Given the Supreme Court decision, I see none of those as being issues. If you are "married" the entitlement will be the same regardless of the gender of the person to whom your married. Any other decision by DoD will be a non-starter. If anything, legally speaking, entitlements are a more clear, not less.
As for the "off topic discussions" I'll pass. Those post will digress quickly.
@chaplaincharlie,
As a general matter, I think you are right...over time, the entitlements would seem to have to "work out" for gay married folks as they do for heterosexual married folks; my point more had to do with actually getting the entitlements. I foresee, issues with regulatory implementation of the Supreme Court's decision and potential issues with whether there will be issues with date of application of the entitlements. I have not delved too far (hardly at all) into this. But, I am wondering what about effective date of the rights. Just keeping it in the military context, let's take SBP. Is a gay couple married a few years go, with one of the spouses a retired military member, due SBP entitlements now? Will they have to "pay in" the retroactive time they should have been entitled to SBP? What if the military retired spouse died before Obergefell decision? What if it was a gay couple, but, they were not allowed to marry? Would a civil union suffice to establish a retroactive entitlement to SBP and the payments that would have flowed? Or would an entitlement extend, on an equitable basis, to a surviving partner who can show that they lived, essentially as a "married couple" but did not marry because the state they lived in denied the right to marry? If there is going to be some retroactive extension of grant of entitlements, how far back can it go? Is it going to be limited to a statute of limitations period of time? (Basically, wash, rinse, repeat, for all of the issues I mentioned).
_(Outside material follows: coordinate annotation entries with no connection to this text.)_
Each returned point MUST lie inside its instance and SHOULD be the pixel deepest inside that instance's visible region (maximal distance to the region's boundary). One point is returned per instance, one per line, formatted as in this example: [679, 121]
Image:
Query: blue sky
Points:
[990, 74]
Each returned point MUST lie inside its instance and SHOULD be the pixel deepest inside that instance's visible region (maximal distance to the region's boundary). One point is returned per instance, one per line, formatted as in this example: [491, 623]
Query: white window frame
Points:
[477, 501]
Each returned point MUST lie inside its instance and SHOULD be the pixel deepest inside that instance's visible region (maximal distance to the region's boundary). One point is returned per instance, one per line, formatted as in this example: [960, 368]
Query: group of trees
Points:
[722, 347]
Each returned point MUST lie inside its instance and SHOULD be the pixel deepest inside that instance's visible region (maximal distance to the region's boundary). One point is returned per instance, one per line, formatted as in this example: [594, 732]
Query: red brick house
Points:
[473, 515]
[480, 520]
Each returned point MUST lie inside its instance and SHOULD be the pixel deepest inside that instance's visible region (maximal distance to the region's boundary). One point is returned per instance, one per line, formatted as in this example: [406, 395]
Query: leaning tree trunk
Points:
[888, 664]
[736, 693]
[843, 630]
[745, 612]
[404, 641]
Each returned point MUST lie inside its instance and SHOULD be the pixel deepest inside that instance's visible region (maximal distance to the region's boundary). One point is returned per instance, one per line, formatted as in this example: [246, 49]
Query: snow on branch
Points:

It is not so much the going forward (though, even with that, there are likely going to be lags in "re-writing" regulations where necessary to capture coverage for gay married couples). Will there be denials based on date of implementation of regs? Will new applications need to be made or will previous applications be given effect or will there be a case by case adjudication? (Add in potential issues in some cases where children will be previously seen as the child of only one of the gay couple because of state law rules, which are likely going to be also no longer effective, but, then you have issues of dates of entitlement for dependency benefits). How does someone get entitlements that should have been granted years, perhaps many years, before and will there be attempts to deny anything but current applications going forward.
I do hope that it is not going to be as potentially complicated as it might be. However, my instinct is that there will be issues with getting entitlements sorted. That is what I was getting at with the above posts.
I agree with your point, which I bolded. Some folks have and will have strong disagreements and some folks will feel equally strong about their opposing opinion. I don't want to tamp down people posting and, of course, I will watch to see the tone and tenor of posts. If discussions are kept civil and respectful, it will be fine. If it spins out of control, I will take corrective measures.